Givens Rotations and QR

Today I want to talk about Givens rotations. Givens rotations are a generalization of the rotation matrix you might remember from high school trig class. Instead of rotating in the plane of a 2D matrix, we can rotated in any plane of a larger dimension matrix. We’ll use these rotations to selectively place zeros in a target matrix.

Rotations

In [1]:
import numpy as np
import numpy.linalg as nla
import matplotlib.pyplot as plt
%matplotlib inline
np.set_printoptions(suppress=True) # no excessive scientific notation

I wanted to remind myself about the simplest possible rotations we make. matplotlib didn’t make me super happy, when I went to plot "pedagogical" vectors like you’d find in a trig. textbook. The matplotlib interface (for quiver – i.e., a quiver of arrows/vectors) is designed for the use case of full-on "vector fields" that are very useful to visualize dynamic systems. So, I wrote a small wrapper that did what I want:

In [2]:
# adding an orientation would be nice
def sane_quiver(vs, ax=None, colors=None):
    '''plot (0,0) origin column vectors'''
    vs = np.asarray(vs)
    assert vs.ndim == 2 and vs.shape[1] == 2  # ensure column vectors
    n = vs.shape[0]
    if not ax: ax = plt.gca()

    zs = np.zeros(n)
    xs = vs.T[0]
    ys = vs.T[1]
    
    props = {"angles":'xy', 'scale':1, 'scale_units':'xy'}
    ax.quiver(zs, zs, xs, ys, color=colors, **props)

    ax.set_aspect('equal')
    ax.set_axis_off()
    # if not square:
    #ax.set_xlim(xs.min()-1, xs.max()+1)
    #ax.set_ylim(ys.min()-1, ys.max()+1)
    # else: # square axes frame
    _min, _max = vs.min()-1, vs.max()+1
    ax.set_xlim(_min, _max)
    ax.set_ylim(_min, _max)
        

Let’s make a small test vector and a simple rotation:

In [3]:
x = np.array([1.0, 1.0])

theta = np.pi/2

sin_th = np.sin(theta)
cos_th = np.cos(theta)

givens_rot = np.array([[ cos_th, sin_th],
                       [-sin_th, cos_th]])

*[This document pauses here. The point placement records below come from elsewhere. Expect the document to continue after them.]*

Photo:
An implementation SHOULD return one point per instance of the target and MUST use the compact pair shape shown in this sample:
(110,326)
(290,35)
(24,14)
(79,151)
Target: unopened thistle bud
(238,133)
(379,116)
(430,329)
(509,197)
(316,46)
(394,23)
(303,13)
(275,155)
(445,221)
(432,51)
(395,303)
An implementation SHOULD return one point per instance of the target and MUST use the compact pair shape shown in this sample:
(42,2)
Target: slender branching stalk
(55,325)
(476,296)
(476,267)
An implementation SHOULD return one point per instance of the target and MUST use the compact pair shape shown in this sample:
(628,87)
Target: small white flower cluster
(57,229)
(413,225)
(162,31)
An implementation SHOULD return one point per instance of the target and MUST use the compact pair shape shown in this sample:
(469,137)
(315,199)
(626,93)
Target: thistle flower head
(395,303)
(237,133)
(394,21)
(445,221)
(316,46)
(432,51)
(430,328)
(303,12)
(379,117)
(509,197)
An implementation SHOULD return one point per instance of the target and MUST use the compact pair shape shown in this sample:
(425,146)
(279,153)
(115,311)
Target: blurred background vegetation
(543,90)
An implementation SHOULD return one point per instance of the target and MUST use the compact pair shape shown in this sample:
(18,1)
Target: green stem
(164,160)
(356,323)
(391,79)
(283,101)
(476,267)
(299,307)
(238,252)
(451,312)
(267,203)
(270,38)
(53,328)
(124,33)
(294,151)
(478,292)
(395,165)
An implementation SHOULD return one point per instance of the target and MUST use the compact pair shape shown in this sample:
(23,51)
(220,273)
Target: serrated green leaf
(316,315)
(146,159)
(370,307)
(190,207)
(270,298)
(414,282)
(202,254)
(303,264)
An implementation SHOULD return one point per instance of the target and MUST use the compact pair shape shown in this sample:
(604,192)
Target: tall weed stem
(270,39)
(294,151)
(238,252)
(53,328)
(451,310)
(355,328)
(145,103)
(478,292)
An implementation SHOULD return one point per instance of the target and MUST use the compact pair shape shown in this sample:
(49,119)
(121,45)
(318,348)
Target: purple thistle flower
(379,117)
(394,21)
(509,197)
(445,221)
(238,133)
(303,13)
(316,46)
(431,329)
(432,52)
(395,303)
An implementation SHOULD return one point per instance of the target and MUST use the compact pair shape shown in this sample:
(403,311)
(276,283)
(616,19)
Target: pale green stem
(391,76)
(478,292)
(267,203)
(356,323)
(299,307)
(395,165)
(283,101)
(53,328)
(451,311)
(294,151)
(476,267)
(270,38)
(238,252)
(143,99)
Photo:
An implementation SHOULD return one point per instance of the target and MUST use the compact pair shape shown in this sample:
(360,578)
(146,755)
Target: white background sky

Premultiplication by the transpose of givens_rot will rotate a vector counter-clockwise (CCW) in the xy-plane. I’m not sure when/where/why/how the Givens form is the transpose form of the usual, highschool trig. textbook form (see, for example the definition of "high school" R here and Givens G here. Also, \(G\) agrees with the venerable Golab & VanLoan (3rd, pg. 215), so you can’t really argue with it. I’m going to blame it on row- versus column-major ordering. I blame everything else on that, so why not?

In [4]:
fig, (axL, axR) = plt.subplots(1,2)

#G.T.dot(X)
sane_quiver([x, givens_rot.T.dot(x)], axL, colors=['b', 'r'])
axL.set_title("Rotate blue $\pi/2$ CCW to red")

# X.dot(G)
sane_quiver([x, x.dot(givens_rot.T)], axR, colors=['b', 'r'])
axR.set_title("Rotate blue $\pi/2$ CW to red");

We can generalize \(G=\begin{bmatrix}\cos(\theta) & \sin(\theta) \\ -\sin(\theta) & \cos(\theta)\end{bmatrix}\) to still be a rotation in one plane, but make that plane be an arbitrary plane in a larger space. Here’s an example for 3D:

\(\renewcommand{\vec}[1]{\mathbf{#1}}\renewcommand{\norm}[1]{\|\vec{#1}\|}\renewcommand{\abs}[1]{\left\lvert#1\right\lvert}\renewcommand{\nvec}[2]{\vec{#1}_\mathrm{#2}}\)

\[G=\begin{bmatrix}
1 & 0 & 0 \\
0 & \cos(\theta) & \sin(\theta) \\
0 & -\sin(\theta) & \cos(\theta)
\end{bmatrix}\]

and at the risk of belaboring the point, for 5D: \[G=\begin{bmatrix}
1 & 0 & 0 & 0 & 0\\
0 & \cos(\theta) & 0 & \sin(\theta) & 0 \\
0 & 0 & 1 & 0 & 0 \\
0 & -\sin(\theta) & 0 & \cos(\theta) & 0 \\
0 & 0 & 0 & 0 & 1
\end{bmatrix}\]

In general, we take a \((m,m)\) identity matrix and replace four elements with these trig. functions. If we want our rotation plane to be on axes 2 and 4 (as in G_2), we replace G[2,2], G[2,4], G[4,2], and G[4,4]. Since two of these elements are on the diagonal, we replace two 1s (with the cosines). The two off-diagonal elements replace two 0s with \(\sin\) and its negative. In G_2, if we called our axes (x,y,z,a,b), we would be performing a CCW rotation in the ya-plane. More usually, if we called our axes \(x_1 \dots x_5\), we would be rotating in the \(x_2 x_4\) plane.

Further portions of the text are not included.